Burgers For Under $10 in NY City Is a Rarity
New York Times restaurant reviewer Pete Wells described Lovely’s Old Fashioned on Ninth Avenue, as a “non-greasy spoon with smart details.” The burger bun is “buttered and toasted and the patty has been seared on the griddle but not completely steamrollered.”
Besides its signature burger, the menu offers onion rings, French fries and hot dogs. “Our guests say it reminds them a place they went to when they were growing up, irrespective of where they grew up,” he said.
Next up, the duo is planning Local 42, where Dave’s Tavern, a quintessential New York City dive bar, that stood for years, which closed during the pandemic. It’s slated to debut by late October or early November once Con Edison does it magic.
Schop wants Local 42 to be a “safe place for tourists and locals, offering inexpensive drinks and better than average food.”

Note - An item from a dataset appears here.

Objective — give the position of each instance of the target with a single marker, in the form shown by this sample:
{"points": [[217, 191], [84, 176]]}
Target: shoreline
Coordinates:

They have no definitive plans for establishment #5, but the partners need to “look inward, making sure all of the operations are stable and growing, and are honing in on all the opportunities that are ongoing,” noted Schop.
Asked the key to the success of their soon to be four establishments, Schop doesn’t miss a beat and replied, “It’s quite simple: people. It’s the people who work here and the people who spend their hard-earned money on our food.”